Sur certaines autoroutes françaises, j'ai lu l'injonction : Restez zen. Pour moi, le zen, c'est se contenter d'être. Il ne s'agit pas d'essayer d'être quoi que ce soit. Alors essayer d'être zen, c'est déjà un très mauvais départ.

page(s) 112
• Départ biaisé sur la voie

Il semble que nous prenions souvent un départ biaisé sur une voie spirituelle. Les aspirations qui nous guident sont complètement narcissiques. On pratique le zen pour avoir un superego, un ego indolore, pour être au-delà de la souffrance. Mais de l'autre, nous n'avons pas grand-chose à faire.

page(s) 97
• En paix avec ses blessures

Le désir aliéné voudrait que l'on progresse une fois pour toutes, que l'on guérisse de toutes nos blessures intérieures. Mais la chose est sans doute radicalement impossible. Ce qui nous sauve, c'est de savoir que l'on ne peut pas guérir de ses blessures mais que l'on peut vivre avec, que l'on peut cohabiter avec elles sans qu'il y ait nécessairement de l'amertume.

page(s) 61
• Lâcher les représentations mentales

Se débarrasser de toutes les représentations mentales dont on recouvre les choses, les êtres et nous-mêmes en fin de compte. Nous avons une image de nous et, du matin au soir, nous voulons nous y conformer.

page(s) 44
• Écouter l'autre sans le juger

Il ne s'agit bien entendu pas de figer « l'ami dans le bien » dans une définition. Mais ce qui me semble le caractériser, c'est le non-jugement. Les textes zen emploient l'image du miroir vide à ce propos. Force est de constater que la chose la plus difficile, en tous cas à mes yeux, est d'écouter l'autre sans le juger.

page(s) 23
• Accueillir ce qui est

Apprendre à ne plus refuser le réel, à accueillir ce qui est, sans résister, sans lutter sans cesse, cette fâcheuse tendance qui me mène à l'épuisement.

page(s) 11
• La simplicité est difficile

Il est compliqué d'être simple.Il est compliqué de rester nu face à la vie. Tout se passe comme si notre mental travaillait du matin au soir à la compliquer, à comparer, à attendre des circonstances qui n'arriveront jamais, à regretter un passé qui est passé pour toujours. Mener une vie simple, c'est s'abandonner à tout. Il ne s'agit même pas de vouloir faire disparaître ses regrets. Si les regrets sont là, pas de problème, ils ont leur place.

page(s) 108
• L'heure de méditation

Ce qui m'aide, c'est la pratique d'une heure de méditation par jour.
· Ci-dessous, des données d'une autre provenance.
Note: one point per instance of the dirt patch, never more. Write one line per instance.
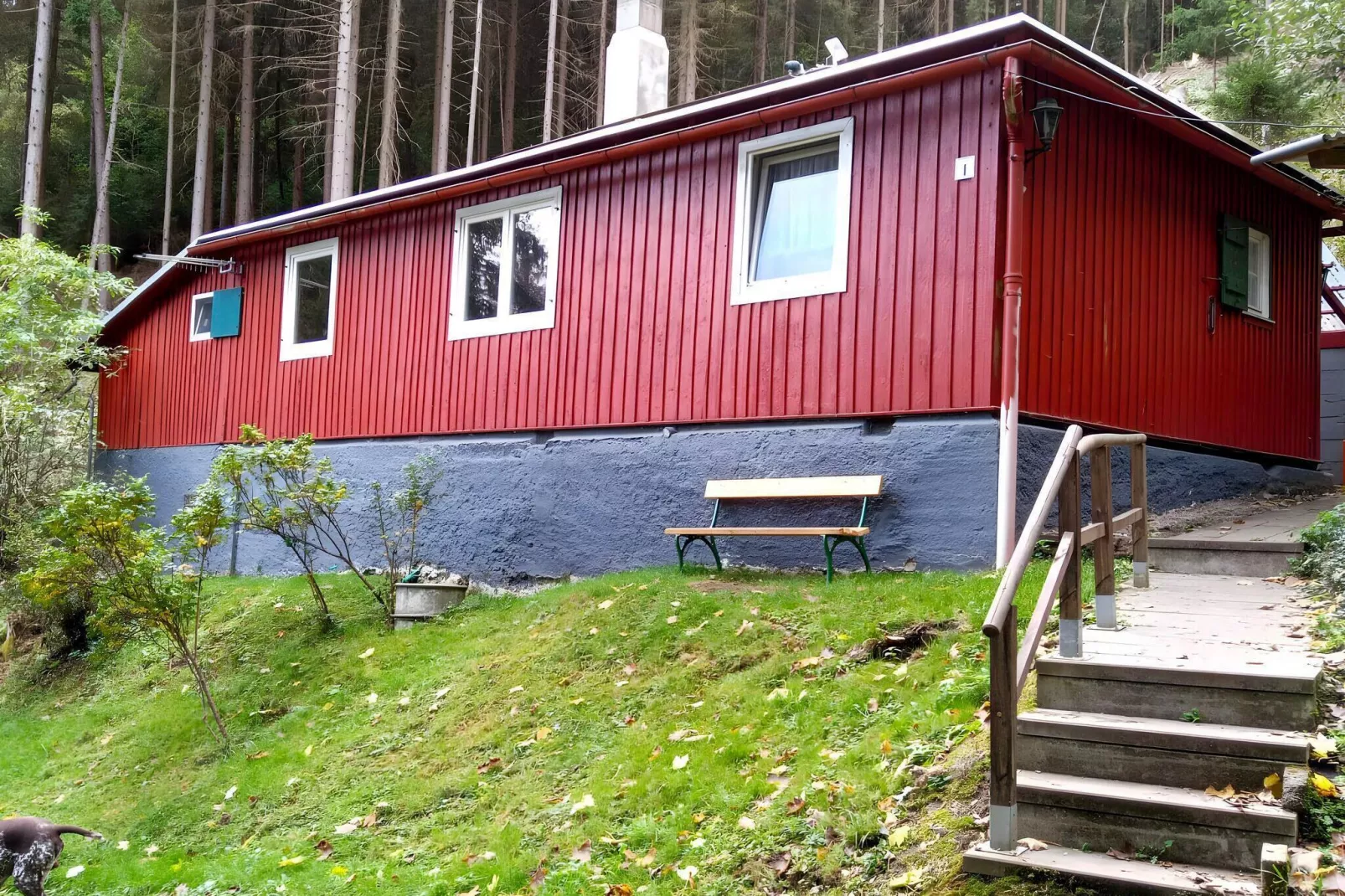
(899, 645)
(1229, 512)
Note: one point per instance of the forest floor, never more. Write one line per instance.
(645, 732)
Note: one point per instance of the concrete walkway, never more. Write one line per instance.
(1258, 543)
(1270, 525)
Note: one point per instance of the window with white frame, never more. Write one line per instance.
(308, 315)
(505, 265)
(791, 221)
(202, 306)
(1258, 273)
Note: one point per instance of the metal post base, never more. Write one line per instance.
(1105, 607)
(1003, 831)
(1071, 638)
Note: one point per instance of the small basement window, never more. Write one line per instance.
(202, 304)
(1258, 273)
(791, 222)
(308, 317)
(505, 265)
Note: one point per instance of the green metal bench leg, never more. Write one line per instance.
(685, 541)
(829, 543)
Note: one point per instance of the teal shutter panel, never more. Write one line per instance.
(1232, 261)
(226, 312)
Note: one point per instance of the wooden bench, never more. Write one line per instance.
(799, 487)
Pendant cette heure-là, je regarde passer les idées telles qu'elles se présentent en mon esprit sans refuser ni m'agripper à aucune d'elles.

page(s) 94
• L’esprit chasseur qui court toujours après sa proie

[D]'abord nous libérer peu à peu de cet esprit guerrier, chasseur qui court toujours après sa proie – des objectifs, un idéal… – qui nous empêche de savourer la vie avec ses imperfections et ses miracles quotidiens. Comment goûter au véritable repos si nous sommes perpétuellement en quête d'autre chose, le bonheur, une sagesse préfabriquée, un bien-être clé en main, une carrière conforme à un modèle façonné par la crainte, la comparaison et quelques troubles désirs ?

page(s) 10
• La prétention ruine l'humilité

Ce qui contrarie le plus l'humilité ce n'est pas la connaissance de ses compétences, ni de ses talents comme dit l'Évangile, mais c'est la prétention. Quand je prétends maîtriser la vie, ou vouloir changer l'autre, je m'éloigne de la terre.

page(s) 86
• Laisser être

Au lieu de m'éreinter à tout gérer, laisser être.

page(s) 29
• Laisser vivre l'émotion

Je laisse venir l'émotion, puis se développer et s'évanouir d'elle-même.

page(s) 41
• Les pensées comme oiseaux

[L]'exercice de la méditation consiste à voir la vacuité, à se laisser totalement détendre dans la vacuité. À considérer les pensées comme des oiseaux. Et derrière les oiseaux, il y a un ciel toujours immensément bleu.

page(s) 95
• Danser avec le tragique

Je crois que la détermination, c'est conjuguer l'abandon et une infinie confiance en la vie. Qu'est-ce que je peux faire pour me protéger de la vie ? Absolument rien. Et pourtant, jour après jour, j'essaie de construire des boucliers et des façades qui me protégeraient du tragique de l'existence. La dimension tragique de l'existence fait partie de la vie. Quand on l'a compris du fond de son être, on peut danser avec ce tragique sans se crisper.